インフレの足音

日本の足元1月の消費者物価指数(CPI)は前年比で▲0.6%と相変わらずのマイナス圏でインフレの足音は皆目聞こえず、1990年以降に育った世代にとり物価は下がるものとの固定概念すらあるようだ。ところが世界では、債券マーケットを中心にインフレを警戒する動きが広がっておりやや違和感があるが、ここで世界のインフレ動向をチェックしてみよう。

まず図1で示した日米欧中の直近2年間の前年比CPI推移を見ると、欧米では確かに足元で上昇しているものの、日中はマイナス圏で、未だインフレを警戒するレベルではない。どうやら市場は先行きのインフレを警戒していると考えられ、実際市場による将来のインフレ見通し(BEI)は米10年で2.2%と2年半ぶりの高水準だ。そこで先行きの物価動向を需要と供給に分けて分析してみよう。

・需要サイド…消費の原動力となる購買力を見てみると、昨年からの各国政府による個人給付金などの影響で貯蓄は積み上がり、図2に示すように米国の家計貯蓄は世帯当たり1.9万ドル、日本では世帯当たり1,800万円まで上昇。今後ワクチン接種が行き渡り外出規制が緩和されると、増加した貯蓄を原動力として抑圧された消費行動が一気に爆発する可能性もある。

・供給サイド…CPIの川上にあたる原材料などを見てみると、経済の正常化を見越して石油やCRB(商品)インデックスなどが上昇しており、半導体など中間製品も需給がひっ迫。加えて、株や土地、ビットコイン(2017年当欄にて金を参考にした理論価格は1,700万円と試算)にいたるCPIに影響を与える資産価格全般も上昇している。
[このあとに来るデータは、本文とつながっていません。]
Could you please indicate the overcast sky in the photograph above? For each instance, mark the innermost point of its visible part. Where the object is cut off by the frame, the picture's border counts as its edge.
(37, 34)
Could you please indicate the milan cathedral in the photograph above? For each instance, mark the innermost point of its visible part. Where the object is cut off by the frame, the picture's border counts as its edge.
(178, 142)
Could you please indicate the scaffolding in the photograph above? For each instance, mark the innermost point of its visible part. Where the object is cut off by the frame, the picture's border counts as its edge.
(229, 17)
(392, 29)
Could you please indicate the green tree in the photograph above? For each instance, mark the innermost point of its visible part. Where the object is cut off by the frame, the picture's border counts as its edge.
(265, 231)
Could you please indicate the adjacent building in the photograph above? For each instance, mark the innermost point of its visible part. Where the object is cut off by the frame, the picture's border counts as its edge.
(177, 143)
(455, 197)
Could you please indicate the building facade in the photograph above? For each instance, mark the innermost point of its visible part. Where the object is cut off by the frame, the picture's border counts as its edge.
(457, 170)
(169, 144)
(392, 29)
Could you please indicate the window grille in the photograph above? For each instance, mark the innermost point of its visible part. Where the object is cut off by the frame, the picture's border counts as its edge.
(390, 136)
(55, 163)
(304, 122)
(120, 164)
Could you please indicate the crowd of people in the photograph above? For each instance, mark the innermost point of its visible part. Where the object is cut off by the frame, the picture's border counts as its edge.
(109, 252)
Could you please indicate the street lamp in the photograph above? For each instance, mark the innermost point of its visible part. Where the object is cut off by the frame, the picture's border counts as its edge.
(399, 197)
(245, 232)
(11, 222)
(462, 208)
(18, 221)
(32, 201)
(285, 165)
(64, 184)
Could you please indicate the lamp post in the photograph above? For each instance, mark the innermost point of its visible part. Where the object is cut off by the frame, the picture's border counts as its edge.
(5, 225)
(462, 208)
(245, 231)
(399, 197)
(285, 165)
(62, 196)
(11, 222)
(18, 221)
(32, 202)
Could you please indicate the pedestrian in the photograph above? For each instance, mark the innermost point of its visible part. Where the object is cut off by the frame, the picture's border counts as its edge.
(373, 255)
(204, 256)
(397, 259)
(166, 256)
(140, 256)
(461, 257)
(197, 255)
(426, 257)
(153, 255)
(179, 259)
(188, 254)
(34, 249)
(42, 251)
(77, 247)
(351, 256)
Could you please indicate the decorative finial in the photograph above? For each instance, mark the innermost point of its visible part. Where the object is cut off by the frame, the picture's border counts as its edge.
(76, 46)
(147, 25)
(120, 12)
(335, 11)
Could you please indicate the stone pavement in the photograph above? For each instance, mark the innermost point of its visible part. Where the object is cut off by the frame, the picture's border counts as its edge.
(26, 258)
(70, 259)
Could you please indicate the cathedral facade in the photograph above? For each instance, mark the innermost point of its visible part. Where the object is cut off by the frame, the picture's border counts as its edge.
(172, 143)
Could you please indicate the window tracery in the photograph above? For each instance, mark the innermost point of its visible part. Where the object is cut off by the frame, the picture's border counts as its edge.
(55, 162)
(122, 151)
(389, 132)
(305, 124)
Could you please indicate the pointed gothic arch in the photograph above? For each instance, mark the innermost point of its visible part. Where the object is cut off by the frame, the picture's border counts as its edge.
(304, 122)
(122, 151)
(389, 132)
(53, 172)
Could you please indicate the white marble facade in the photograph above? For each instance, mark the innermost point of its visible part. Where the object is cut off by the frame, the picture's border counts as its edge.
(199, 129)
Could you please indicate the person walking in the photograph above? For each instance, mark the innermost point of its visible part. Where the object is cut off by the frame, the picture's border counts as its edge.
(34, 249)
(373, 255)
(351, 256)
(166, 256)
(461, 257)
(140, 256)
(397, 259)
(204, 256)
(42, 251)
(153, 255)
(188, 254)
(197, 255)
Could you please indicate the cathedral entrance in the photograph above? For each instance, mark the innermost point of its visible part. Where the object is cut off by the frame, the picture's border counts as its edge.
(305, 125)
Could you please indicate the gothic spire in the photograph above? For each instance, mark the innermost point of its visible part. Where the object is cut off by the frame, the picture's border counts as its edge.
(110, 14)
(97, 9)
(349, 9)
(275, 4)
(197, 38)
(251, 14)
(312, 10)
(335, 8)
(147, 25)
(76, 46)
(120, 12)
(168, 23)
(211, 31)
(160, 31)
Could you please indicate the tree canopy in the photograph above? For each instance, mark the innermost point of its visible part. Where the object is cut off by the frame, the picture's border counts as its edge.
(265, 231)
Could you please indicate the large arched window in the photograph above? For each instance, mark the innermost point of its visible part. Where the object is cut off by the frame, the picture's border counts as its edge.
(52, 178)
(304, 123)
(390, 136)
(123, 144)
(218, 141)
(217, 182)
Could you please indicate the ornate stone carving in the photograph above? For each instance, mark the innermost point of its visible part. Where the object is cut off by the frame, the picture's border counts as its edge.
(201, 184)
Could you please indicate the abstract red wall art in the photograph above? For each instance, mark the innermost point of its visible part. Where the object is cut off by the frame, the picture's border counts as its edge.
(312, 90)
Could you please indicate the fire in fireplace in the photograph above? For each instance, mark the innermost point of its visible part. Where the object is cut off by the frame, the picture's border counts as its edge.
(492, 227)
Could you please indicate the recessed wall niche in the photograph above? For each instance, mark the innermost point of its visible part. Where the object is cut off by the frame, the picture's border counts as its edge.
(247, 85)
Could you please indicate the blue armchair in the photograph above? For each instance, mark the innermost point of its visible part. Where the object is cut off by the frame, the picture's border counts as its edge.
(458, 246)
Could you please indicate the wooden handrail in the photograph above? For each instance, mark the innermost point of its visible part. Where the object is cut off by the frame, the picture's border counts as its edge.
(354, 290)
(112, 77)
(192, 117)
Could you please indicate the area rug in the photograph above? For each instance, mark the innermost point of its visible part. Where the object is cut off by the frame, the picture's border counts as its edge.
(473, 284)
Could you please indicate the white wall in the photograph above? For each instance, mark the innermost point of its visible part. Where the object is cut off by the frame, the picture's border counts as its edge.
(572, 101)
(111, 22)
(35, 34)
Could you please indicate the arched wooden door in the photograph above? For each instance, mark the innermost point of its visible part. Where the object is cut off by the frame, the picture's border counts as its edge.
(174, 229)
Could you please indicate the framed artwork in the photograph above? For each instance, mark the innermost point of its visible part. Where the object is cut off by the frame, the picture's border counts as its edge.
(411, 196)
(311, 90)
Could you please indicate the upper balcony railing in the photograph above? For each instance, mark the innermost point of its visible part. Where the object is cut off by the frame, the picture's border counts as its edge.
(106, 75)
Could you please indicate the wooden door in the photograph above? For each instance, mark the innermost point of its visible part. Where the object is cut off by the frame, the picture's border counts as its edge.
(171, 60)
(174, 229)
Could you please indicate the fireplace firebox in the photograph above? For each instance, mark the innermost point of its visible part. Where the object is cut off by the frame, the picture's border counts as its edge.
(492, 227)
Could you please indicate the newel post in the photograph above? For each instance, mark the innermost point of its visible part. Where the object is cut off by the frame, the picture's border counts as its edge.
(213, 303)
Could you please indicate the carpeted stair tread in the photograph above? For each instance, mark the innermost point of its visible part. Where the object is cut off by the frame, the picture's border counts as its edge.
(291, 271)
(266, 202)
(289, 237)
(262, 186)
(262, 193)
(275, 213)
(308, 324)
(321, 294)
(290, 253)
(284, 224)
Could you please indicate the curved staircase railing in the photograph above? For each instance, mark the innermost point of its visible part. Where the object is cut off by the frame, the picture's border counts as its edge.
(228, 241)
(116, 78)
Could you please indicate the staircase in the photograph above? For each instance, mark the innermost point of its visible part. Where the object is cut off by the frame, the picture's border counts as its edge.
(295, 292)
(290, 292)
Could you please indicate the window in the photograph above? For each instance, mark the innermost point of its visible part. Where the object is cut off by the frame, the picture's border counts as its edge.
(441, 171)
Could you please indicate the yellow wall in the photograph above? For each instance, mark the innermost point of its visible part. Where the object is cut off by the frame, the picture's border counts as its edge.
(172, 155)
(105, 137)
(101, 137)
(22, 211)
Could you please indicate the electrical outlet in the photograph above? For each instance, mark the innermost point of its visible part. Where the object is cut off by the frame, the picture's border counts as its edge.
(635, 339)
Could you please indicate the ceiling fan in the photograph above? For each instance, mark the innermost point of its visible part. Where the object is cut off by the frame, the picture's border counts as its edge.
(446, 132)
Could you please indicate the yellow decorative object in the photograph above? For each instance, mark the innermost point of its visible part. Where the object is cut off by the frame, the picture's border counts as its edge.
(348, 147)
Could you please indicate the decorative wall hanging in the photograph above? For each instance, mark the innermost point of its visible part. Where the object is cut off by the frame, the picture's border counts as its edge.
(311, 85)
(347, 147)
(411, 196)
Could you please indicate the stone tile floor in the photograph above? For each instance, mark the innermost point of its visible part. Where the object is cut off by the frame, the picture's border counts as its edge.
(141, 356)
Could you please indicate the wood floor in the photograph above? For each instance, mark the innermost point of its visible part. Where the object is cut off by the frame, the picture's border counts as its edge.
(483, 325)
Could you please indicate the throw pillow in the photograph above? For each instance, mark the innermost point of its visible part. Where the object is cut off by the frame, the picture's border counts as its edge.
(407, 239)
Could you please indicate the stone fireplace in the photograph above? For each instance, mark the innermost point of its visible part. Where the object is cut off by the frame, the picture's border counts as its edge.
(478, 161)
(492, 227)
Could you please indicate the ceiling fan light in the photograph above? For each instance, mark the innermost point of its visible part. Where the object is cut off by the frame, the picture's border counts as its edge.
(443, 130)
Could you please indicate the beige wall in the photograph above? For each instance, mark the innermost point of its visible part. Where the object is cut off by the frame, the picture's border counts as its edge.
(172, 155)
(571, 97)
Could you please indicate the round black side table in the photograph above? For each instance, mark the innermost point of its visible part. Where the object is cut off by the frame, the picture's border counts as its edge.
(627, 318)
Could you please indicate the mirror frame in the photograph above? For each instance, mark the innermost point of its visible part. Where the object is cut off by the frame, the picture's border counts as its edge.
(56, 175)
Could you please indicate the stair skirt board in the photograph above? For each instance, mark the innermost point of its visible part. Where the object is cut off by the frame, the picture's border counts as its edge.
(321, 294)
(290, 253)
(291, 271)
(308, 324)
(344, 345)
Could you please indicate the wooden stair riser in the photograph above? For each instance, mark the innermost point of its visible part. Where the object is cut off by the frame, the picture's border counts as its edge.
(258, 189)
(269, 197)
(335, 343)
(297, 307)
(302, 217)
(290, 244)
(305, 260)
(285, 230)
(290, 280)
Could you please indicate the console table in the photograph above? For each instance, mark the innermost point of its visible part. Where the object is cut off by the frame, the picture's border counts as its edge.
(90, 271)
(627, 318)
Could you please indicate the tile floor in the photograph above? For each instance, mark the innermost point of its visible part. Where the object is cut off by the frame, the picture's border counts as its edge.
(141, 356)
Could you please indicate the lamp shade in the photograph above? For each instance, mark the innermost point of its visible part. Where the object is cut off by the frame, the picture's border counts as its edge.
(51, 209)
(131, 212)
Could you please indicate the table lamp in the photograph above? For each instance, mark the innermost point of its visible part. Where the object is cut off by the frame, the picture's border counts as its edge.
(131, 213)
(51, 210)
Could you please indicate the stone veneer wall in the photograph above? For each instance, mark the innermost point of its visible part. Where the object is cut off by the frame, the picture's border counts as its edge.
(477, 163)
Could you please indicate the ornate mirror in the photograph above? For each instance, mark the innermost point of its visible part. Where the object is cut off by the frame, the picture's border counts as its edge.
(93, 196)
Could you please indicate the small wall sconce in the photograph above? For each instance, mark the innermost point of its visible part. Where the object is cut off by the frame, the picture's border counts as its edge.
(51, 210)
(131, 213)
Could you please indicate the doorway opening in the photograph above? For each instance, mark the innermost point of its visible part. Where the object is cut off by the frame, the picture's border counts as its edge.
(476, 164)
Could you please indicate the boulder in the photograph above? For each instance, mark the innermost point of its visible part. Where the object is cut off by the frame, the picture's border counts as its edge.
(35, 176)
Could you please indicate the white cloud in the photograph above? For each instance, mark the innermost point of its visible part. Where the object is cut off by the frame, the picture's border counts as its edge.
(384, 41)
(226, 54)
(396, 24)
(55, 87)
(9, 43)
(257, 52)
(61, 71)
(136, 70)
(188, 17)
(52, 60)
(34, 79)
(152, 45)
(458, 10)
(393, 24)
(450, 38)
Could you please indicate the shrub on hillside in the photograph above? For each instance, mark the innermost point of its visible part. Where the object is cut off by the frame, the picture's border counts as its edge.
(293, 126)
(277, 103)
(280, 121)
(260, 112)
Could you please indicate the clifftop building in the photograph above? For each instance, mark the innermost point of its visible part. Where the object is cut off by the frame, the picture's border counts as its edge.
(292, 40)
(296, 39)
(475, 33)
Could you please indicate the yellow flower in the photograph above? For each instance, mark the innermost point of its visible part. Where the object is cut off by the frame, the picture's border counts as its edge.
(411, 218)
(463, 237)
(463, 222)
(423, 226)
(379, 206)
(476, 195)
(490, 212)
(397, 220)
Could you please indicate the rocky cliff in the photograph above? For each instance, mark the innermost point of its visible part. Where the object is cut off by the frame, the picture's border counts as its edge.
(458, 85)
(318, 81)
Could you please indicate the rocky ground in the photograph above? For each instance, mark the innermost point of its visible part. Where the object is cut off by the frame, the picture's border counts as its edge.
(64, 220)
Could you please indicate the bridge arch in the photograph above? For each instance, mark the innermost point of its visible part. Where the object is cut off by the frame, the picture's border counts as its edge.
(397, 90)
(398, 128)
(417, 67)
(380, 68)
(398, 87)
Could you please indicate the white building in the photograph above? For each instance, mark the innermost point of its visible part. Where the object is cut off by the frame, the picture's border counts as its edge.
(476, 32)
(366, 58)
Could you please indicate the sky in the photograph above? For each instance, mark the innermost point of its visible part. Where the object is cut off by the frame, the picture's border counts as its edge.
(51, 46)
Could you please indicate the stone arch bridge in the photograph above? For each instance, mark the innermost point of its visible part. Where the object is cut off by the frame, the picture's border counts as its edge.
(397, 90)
つまり需要と供給の両面からCPI上昇圧力がみられることから、BEIの上昇が示すように市場では将来的なインフレが警戒されているようだ。

ところで、前年比CPIは前年同月との比較であり、今後は昨年のコロナショックにより経済活動がほぼ停止した時期との比較となるため数字が上振れし易い。パウエルFRB議長も最近の議会証言において、インフレが一時的に予想されるものの継続的なものではなく、インフレ目標実現には3年以上かかるかもしれないと発言している。一方日本では、今後政府主導によるGoToキャンペーン再開による旅行・食事の割引や携帯電話料金引き下げの影響が予想され、しばらくインフレは期待できそうもない。